Time: Thursday, June 04th 2026
Location: TBD
Organizers: Maria D'Souza Choudhary, Donatella Firmani
Panelists:
Manish Gupta (Senior Director, Google DeepMind)
Rihan Hai (Assistant Professor at Web Information Systems (WIS) group of TU Delftand the lead of InfiniData Team.)
Sujaya Maiyya (Assistant professor at Cheriton School of Computer Science at University of Waterloo)
Paolo Missier (Professor of Computer science and Director of the Institute for Data and AI at University of Birmingham)
Felix Naumann (Head of Information Systems at HPI, Coordinator for the HPI Data & AI Cluster)
Yogesh Simmhan (Associate Professor in the Department of Computational and Data Sciences at the Indian Institute of Science)
Brit Youngmann (Assistant professor of Computer Science at the Technion)
The database community is entering a new phase where AI is becoming deeply embedded in data systems. From AI-assisted query optimization and data cleaning to automated knowledge extraction and scientific discovery, modern data systems are increasingly designed as human–AI collaborative environments. This transformation raises a critical question for the community:
Will AI-powered data systems expand participation in computing research, or will they amplify structural inequities already present in the ecosystem?
We identify four factors that already shape participation in the global data systems community and that will be impacted
T1- Research under reduced funding outside major research hubs.
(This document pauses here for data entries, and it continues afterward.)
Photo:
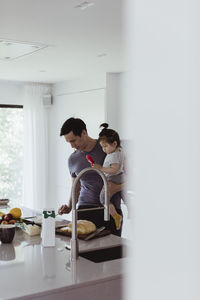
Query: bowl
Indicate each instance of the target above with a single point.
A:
(7, 233)
(7, 252)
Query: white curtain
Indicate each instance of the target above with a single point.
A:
(35, 147)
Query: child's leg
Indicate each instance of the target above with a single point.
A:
(117, 217)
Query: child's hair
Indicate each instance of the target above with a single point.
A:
(109, 135)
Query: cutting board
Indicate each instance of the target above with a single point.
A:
(83, 236)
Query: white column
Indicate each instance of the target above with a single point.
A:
(163, 53)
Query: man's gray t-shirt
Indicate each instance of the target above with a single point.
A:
(91, 182)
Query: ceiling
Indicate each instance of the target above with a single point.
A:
(79, 42)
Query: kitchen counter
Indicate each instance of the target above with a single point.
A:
(30, 271)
T2- Data and compute concentration within large technology companies
T3- Disparities between researchers in the Global North and in the Global South
T4- Community Actions
What structural burdens do researchers at under-resourced institutions face in sustaining competitive research programs?
How can AI tools, shared infrastructure, and collaborative networks reduce funding and participation barriers for researchers outside major research hubs?
Can AI reduce barriers caused by career breaks, geography, and language — or will it reproduce historical inequities at scale?
Are we reaching a point where certain research problems are effectively inaccessible without industry-scale compute and proprietary datasets?
How can industry–academia collaborations be structured to maximize scientific openness, and what safeguards are needed to prevent corporate priorities from distorting research agendas?
LLMs are “aligned” by organizations — this may conflict with pluralism. How can open-source models and datasets contribute to democratizing access to advanced AI systems?.
How can AI-assisted collaboration, multilingual systems, and hybrid participation reduce structural inequities between researchers in the Global North and Global South?
Scientific participation should not depend entirely on institutional wealth or geography. Can we move from institution-owned infrastructure to community-owned infrastructure?
How can conferences and professional societies reduce participation barriers for researchers from emerging regions?
What role should organizations such as ACM play in advancing global inclusion?
How can conferences improve student and community participation ? Preconference workshops, Travel grants, Collaboration networks, Sustained mentorship and measurable DEI efforts?.
Should the community rethink reviewing models, publication expectations, or conference formats to lower participation barriers?
During an hour and a half session:
The moderator will provide the context and introduction to the panel for the audience.
Panelists will introduce themselves.
The moderator will promote a collective dialogue through questions to panelists about their point of view and experiences.
A final round will seek to drive conclusions by the panelists and the audience.